Dubai luxury hotel resort Atlantis, the Palm could increase the size of an $850m loan it is currently trying to raise after receiving a huge oversubscription.
The success of the deal is a reflection of the liquidity in regional banks and the high pricing offered on the transaction.
The hotel operator is now understood to have received all the commitments from banks interested in lending on the deal, and is aiming to complete the transaction by mid-July, according to lenders involved in the deal.
The deal has been a huge success and is substantially oversubscribed, says one banker based in Dubai. There could be a small increase in the size of the loan.
Atlantis, the Palm will pay a 5.5 per cent margin on the loan, falling to 3 per cent if it reduces debt levels or earnings before interest, taxes, depreciation and amortisation (Ebitda) improves.
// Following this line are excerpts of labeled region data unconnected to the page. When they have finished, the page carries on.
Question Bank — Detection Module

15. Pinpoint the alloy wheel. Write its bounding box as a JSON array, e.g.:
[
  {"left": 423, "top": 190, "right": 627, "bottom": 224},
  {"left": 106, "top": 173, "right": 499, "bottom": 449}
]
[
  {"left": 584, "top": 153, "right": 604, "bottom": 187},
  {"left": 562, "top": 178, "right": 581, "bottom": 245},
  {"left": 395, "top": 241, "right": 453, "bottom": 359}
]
The relatively high pricing has helped attract banks into the deal.
Proceeds from the loan will be used to refinance a $700m 12-year loan arranged in 2005 to fund the development of the hotel, which spent $20m on a lavish opening party in 2008. The deal is being arranged by the local Abu Dhabi Commercial Bank, Commercial Bank of Dubai, National Bank of Abu Dhabi, and Union National Bank, and the UKs Barclays and HSBC.
The hotel is wholly owned by Dubai World subsidiary Istithmar World, after it bought out its original partner in the project, Kerzner International for $250m in 2012.